Arizona's enactment last year of what was then the harshest anti-immigration law in the land ignited a race among other pandering, Republican-controlled Legislatures to match or beat Arizona on the xenophobia scale. Georgia, South Carolina, Utah and Indiana, among others, rushed to pass similar crackdowns, but Alabama's stab at the issue has been the harshest. To make matters worse, a federal judge in Birmingham has now ruled that most of the law's provisions may go into effect pending a trial on their merits. The Justice Department cannot appeal the ruling by Judge Sharon Blackburn too soon.

On its face, the new law flouts fair treatment and constitutional protections for individuals, and is brutally punitive and discriminatory. Its provisions amount to an attack on children and families, and on workers' and individuals' rights to contracts and just treatment. Its broad-brush empowerment of state and local law enforcement agencies to demand to see personal documents of individuals whom police may assume to be undocumented aliens also amounts, at the least, to the sort of random profiling that courts have traditionally rejected.

The risks to families and children and their educational future owe to the law's requirement that elementary and secondary schools must determine the immigration status of all incoming students. That section is blatantly discriminatory, and egregiously harmful to our society. It also ignores research which shows that 88 percent of school-aged immigrant children were born in the United States and thus are American citizens. It further flouts settled law that public schools must be open to immigrants, regardless of their legal status, and may not legally hinder the enrollment of illegal immigrants.

Child advocates, faith groups and immigrant organizations reasonably fear, however, that the requirement for schools to confirm immigrant status may cause immigrant families to keep their children out of school to avoid entanglement in records' searches. They also rightly claim that the law wrongly attempts to make school employees legal agents of the state.

Other provisions are equally onerous and run counter to America's social and legal traditions. One would require state and local law enforcement officers to try to verify a person's immigration status in the course of routine traffic stops if the officer has "a reasonable suspicion" that the person is an illegal immigrant.

Another section would make an illegal alien's "willful failure" to carry federal immigrant documents a criminal offense in Alabama. Still another would render invalid any contract entered into by an illegal immigrant. That provision would allow lawless abuse of trusting immigrants by American employers, utilities, individuals and companies of all types.

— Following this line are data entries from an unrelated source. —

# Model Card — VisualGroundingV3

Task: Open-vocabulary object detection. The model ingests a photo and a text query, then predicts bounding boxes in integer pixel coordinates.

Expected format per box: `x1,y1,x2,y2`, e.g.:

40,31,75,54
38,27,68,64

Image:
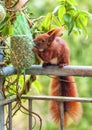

Many Alabamians rightly oppose the GOP bill. Indeed, there are many grounds for opposition. The bill violates basic human rights and fair principles of justice. It encroaches on predominant federal immigration law and authority. It minimizes the value of immigrant economic activity and the productive value of immigrants' labor, and exaggerates the claimed cost of illegal immigration in Alabama. And it needlessly harms families and children who deserve better, fairer treatment.

Justice Department officials must quickly challenge the ruling and seek a stay of its provisions. More to the point, Congress should at last realize that it can not continue to dodge the need for a comprehensive reform of immigration laws, or allow the issue to be further used as a political football. The impact of disparate state laws on immigrants and their families, and the corrosive damage to American ideals and values, and to the nation's economy, have become too great to ignore any longer.